New York

Art in Process IV

Finch College

Mrs. Elayne Varian, organizer of Finch College’s “Art In Process IV” show, thinks it’s nice to show preparatory sketches, memoranda, notes, etc., along with the work of art, so that viewers can get some idea of the “process” of creation. She framed all the notes and sketches and instructions the artists provided, and hung them on the wall, sometimes even when there was no creation to go with the process of creation. Most of the written material consisted of letters to Mrs. Varian saying, “Yes, I’d love to be in the show. Here is how you assemble my work.” (Of these the most grateful-sounding was Barry Flanagan.) Some of the other stuff was pretty good. An exhausted note from Larry Weiner leaving it to Mrs. Varian as to whether she should actually splash water on the wall or just think about splashing water on the wall. Mel Bochner started scrawling mad-genius stuff like, “Imagine an infinitesimal visual calculus.” Carl Andre showed the process of creation by a careful graph-paper sketch of how to pile 120 bricks in two 60-brick squares. There were lots of hi-jinks in the catalog statements as well. “With the foam pieces,” writes Lynda Benglis, instantly earning the award for Catalog Statement of the Year, “I am continuing my questioning of formal considerations.”

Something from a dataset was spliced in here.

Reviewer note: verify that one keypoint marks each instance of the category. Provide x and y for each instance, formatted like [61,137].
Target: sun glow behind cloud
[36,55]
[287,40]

In spite of all this levity there are some uncommonly good pieces in the show. Carl Andre’s brick piece is a modest one, quietly reiterating the principles on which his sculpture has been based for the better part of a decade. Eva Hesse’s is probably the only piece in the exhibition that has nothing to scream about, no manifesto to adhere to and no theory to back it. It is Abstract Expressionist sculpture of a higher order than I would have thought possible, an inspiration I would not have thought available to a younger artist. Her work here struck me as being as stumbling and as deeply felt, as expressive and as inchoate as, say, a work like Pollock’s She Wolf.

Robert Morris produced an Art in Process, just as the show called for. A constantly rotating camera photographed all four walls of a room and everything happening in it as Morris and his aides solemnly put up a large mirror, panel by panel, and then a large photo mural (of a bunch of people watching a movie) panel by panel. No sooner up than both mirror and mural were taken down, panel by panel. The work done, the film was developed, looped into a constantly rotating projector in the same room and shown against the very walls on which the actions it depicted had taken place. It is not only Art in Process, but an art in constant process, in process and nothing else, more process than anyone had bargained for. Duchampian and arch, the piece hearkens back to the Morris of the Box With Sound of its Own Making.

The show has one of Bruce Nauman’s best pieces, Lighted Performance Box, an ingenious two-part sculpture. The column of the box is a strong sculptural shape, the kind whose “gestalt” is supposedly delivered at a glance. But what is also delivered at a glance is an imperative to look upward at the square of light thrown onto the ceiling by the lamp within the box. Once noted, the patch of light can’t simply be ignored. Taking it into account gives you a two-part sculpture which you “view” by moving your head up and down, like a yo-yo.